Il nous a fallu un décodeur pour interpréter la réponse apportée par Hélène Geoffroy dans l’article du progrès du samedi 5 septembre 2015 (cliquer ici)  consacré au non renouvellement des contrats d’un certain nombre de contractuels des écoles. Il est nécessaire de connaitre le contexte avant de mesurer le sens des paroles de notre édile.  

Les tensions entre le personnel municipal et l’exécutif Vaudais ne se sont gères améliorées depuis la prise de fonction d’Hélène Geoffroy et de son équipe.  Pourtant avec les confrontations dus aux  premiers conflits et l’arrivée d’une armada socialiste expérimentée voila déjà quelques mois aux postes de commandement des services municipaux nous aurions pu croire que la machine allait se remettre en route.  Avec efficacité et en instaurant les bonnes procédures qui semblaient faire défaut. Mais non, il y a encore quelques grains de sable qui s’immiscent régulièrement dans les rouages de notre administration.  Du genre par exemple  l’oubli d’anticiper le trafic et la gestion de la noria de camions qui va déferler sur les terrains de la ZAC de l’hôtel de ville dans le cadre de la dépollution du site. La présence des nouveaux cadres n’a pas encore donné le sentiment que la tour de contrôle est capable de réguler le trafic des avions. « Il est temps de remettre un cadre et de retrouver la culture de l’écrit»  rapporte notre édile. Cela semble indiquer que la force de l’habitude a pris le pas sur les règles élémentaires et que rien n’a été fait encore pour aller dans ce sens ? Les écrits restent mais les paroles s’envolent dicton bien connu. Dans la logique des choses il vaut mieux s’accorder aux écrits plutôt qu’aux paroles en termes de contrat.

Concernant le cas des contrats non renouvelés, il semble donc que d’après les propos tenus par notre Maire, c’est bien la question de l’assiduité des agents qui semble en être la cause.
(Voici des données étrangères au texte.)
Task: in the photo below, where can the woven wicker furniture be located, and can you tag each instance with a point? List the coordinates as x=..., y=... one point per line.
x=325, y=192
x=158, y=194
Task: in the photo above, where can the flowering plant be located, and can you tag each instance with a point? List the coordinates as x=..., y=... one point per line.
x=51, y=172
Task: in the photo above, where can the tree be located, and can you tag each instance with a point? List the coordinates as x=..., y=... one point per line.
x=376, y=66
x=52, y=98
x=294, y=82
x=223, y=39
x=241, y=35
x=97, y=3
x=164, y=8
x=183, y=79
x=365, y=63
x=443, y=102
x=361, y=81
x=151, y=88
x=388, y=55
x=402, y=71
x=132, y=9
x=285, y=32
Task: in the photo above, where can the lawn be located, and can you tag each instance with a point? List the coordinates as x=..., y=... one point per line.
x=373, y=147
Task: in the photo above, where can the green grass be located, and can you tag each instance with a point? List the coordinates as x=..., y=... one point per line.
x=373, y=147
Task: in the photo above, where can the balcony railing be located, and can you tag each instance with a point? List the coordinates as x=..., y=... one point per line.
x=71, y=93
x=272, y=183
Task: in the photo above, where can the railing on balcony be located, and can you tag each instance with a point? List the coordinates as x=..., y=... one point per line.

Hélène Geoffroy aurait pu apporter quelques précisions sur le terme invoqué.  « La question de l’assiduité »  Une déferlante d’absences qui a mis à mal d’une par le budget consacré par la municipalité sur ce poste et d’autre part à recruter constamment du personnel intérimaire pour remplacer les défaillances et assurer le service auprès des classes d’après ce que l’on entend. Un beau graphique aurait été  pertinent afin d’éclairer les Vaudais sur les raisons de cette décision.   Y a-t-il des abus pour des absences à répétition ou une conjonction de circonstances. Difficile sans analyse des situations d’en tirer une quelconque conclusion et puis ce n’est pas notre rôle. La décision prise par la municipalité peut paraitre soudaine c’est certain,  et mal ressentie par les personnes mises en  causes. Nous ne doutons pas que vu le contexte, une attention particulière sera porté sur le cas du personnel contractuel et des règles de  renouvellement de leur contrat fixées afin que tout soit le plus clair possible.  Notamment pour éviter les sentiments  de faits arbitraires et clientélistes abordés par les syndicats qui doivent en connaitre un rayon sur le sujet.